When it comes to pro-Russia accounts engaging in the U.S., they are not solely reaching out to the alt-right.
There are also anti-Trump bots and trolls tied to Russia, Kalember said, that engage with left-wing audiences to push disinformation. For now, though, the engagement is more prominent on the right because the narrative fits Russia’s aim, experts say.
Russia's social media assault isn't confined to racism or political attacks, also ...
“They are used to push conspiracy theories, they are used to push anti-science operations like climate change denial campaigns.”
Meanwhile our homegrown racists are rapidly upgrading their online business.
Instead of receiving donations through received donations through Patreon, right wing extremists now have their own dedicated Hatreon, "which caters to the neo-Nazis and outspoken racists."
Hatreon launched in August, with early adopters including Richard Spencer and Andrew Anglin, who runs the neo-Nazi site the Daily Stormer.

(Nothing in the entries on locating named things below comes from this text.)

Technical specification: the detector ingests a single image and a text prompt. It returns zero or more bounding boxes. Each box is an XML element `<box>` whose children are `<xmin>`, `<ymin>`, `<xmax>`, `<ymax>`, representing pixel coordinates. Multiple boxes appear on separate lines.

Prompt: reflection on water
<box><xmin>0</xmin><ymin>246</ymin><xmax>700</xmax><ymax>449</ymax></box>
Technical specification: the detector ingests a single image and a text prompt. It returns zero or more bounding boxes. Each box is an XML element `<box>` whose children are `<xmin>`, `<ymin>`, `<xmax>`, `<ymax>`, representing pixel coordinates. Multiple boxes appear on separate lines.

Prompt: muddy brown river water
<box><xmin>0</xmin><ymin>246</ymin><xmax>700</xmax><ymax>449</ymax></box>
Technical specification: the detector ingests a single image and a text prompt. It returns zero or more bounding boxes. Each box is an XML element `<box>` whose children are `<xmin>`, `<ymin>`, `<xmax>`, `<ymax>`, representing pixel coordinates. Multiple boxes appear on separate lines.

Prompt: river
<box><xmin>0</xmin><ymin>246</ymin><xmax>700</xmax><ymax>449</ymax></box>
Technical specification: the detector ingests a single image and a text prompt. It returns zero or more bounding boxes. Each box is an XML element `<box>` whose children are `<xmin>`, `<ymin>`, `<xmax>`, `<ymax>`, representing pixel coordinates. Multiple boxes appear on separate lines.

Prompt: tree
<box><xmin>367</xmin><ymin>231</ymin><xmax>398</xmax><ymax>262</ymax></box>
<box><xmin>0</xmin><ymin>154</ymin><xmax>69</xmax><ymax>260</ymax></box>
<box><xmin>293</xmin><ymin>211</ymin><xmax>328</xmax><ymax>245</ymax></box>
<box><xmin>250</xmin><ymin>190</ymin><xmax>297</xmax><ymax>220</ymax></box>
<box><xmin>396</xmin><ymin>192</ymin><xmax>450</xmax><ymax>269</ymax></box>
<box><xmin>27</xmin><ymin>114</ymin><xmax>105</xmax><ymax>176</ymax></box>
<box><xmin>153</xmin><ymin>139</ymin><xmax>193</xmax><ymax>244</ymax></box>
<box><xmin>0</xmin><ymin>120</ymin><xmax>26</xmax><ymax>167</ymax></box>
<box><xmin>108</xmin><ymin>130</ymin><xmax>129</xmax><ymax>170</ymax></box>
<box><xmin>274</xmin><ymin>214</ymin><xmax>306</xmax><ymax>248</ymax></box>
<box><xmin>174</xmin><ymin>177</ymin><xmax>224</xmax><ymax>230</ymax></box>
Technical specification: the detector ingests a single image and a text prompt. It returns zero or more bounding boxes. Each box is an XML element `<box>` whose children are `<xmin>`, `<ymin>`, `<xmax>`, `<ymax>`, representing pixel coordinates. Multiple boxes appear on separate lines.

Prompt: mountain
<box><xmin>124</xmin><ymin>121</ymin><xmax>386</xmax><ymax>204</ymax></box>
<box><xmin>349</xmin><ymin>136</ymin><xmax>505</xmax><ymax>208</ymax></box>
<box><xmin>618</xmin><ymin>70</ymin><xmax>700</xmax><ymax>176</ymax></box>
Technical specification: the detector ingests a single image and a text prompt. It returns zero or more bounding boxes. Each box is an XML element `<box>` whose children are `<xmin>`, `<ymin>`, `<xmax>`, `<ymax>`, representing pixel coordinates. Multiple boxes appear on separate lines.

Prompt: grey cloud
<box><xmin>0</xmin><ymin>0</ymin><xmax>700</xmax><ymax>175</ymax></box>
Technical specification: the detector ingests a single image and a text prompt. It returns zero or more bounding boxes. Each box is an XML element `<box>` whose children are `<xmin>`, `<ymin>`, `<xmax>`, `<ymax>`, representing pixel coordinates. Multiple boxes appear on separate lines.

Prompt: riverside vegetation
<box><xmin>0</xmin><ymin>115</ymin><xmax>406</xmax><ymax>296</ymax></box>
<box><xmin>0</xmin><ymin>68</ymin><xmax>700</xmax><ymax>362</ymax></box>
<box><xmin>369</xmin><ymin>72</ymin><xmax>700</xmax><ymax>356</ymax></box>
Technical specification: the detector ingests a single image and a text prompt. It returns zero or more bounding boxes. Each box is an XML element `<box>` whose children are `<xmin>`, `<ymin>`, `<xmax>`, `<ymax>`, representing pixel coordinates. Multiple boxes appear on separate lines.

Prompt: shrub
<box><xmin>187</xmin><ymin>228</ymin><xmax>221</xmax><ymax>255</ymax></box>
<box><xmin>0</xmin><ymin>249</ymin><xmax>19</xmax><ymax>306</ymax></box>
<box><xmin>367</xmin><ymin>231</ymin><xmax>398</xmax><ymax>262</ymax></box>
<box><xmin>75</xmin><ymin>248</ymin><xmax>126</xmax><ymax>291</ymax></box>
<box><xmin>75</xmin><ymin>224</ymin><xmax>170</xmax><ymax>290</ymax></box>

While the two initially took in modest totals each month, they’re now making a decent living off donations from their racist supporters. Spencer, who lists his creative project as “Richard Spencer-ing” (really), gets $942 each month in contributions. Anglin, who has been in hiding for months trying to avoid an SPLC lawsuit against him for stochastic terrorism, pulls in nearly $7,725 each month. That’s nearly $93,000 a year, not a bad haul for cranking out racial slurs, Holocaust memes and generally making the world a more terrible place.
While racism has always been wildly profitable in this country (I’m looking at you, slavery), technology has created new ways of generating revenue. Hatreon is just one example. Counter.Fund, launched by the former head tech guy for Business Insider (he was fired for super unfunny racist tweets), is another.
There’s also WeSearchr, where paid protesters can raise huge sums for poorly defined projects. (Spoiler alert: they’re all right-wingers.) Rootbocks, a “crowdfunding and e-commerce platform dedicated to the principles of liberty and freedom of speech,” launched in June but seems to have faltered since then. Gab, a sort of Twitter for neo-Nazis, allows right-wing extremists and Tucker Carlson (I know, same difference) to chillax and use the n-word in what amounts to an online, virtual Trump rally.
The development of a far-right sub-internet feels like the inevitable next step ...
And many of those manipulated people vote. That's one of the scariest parts.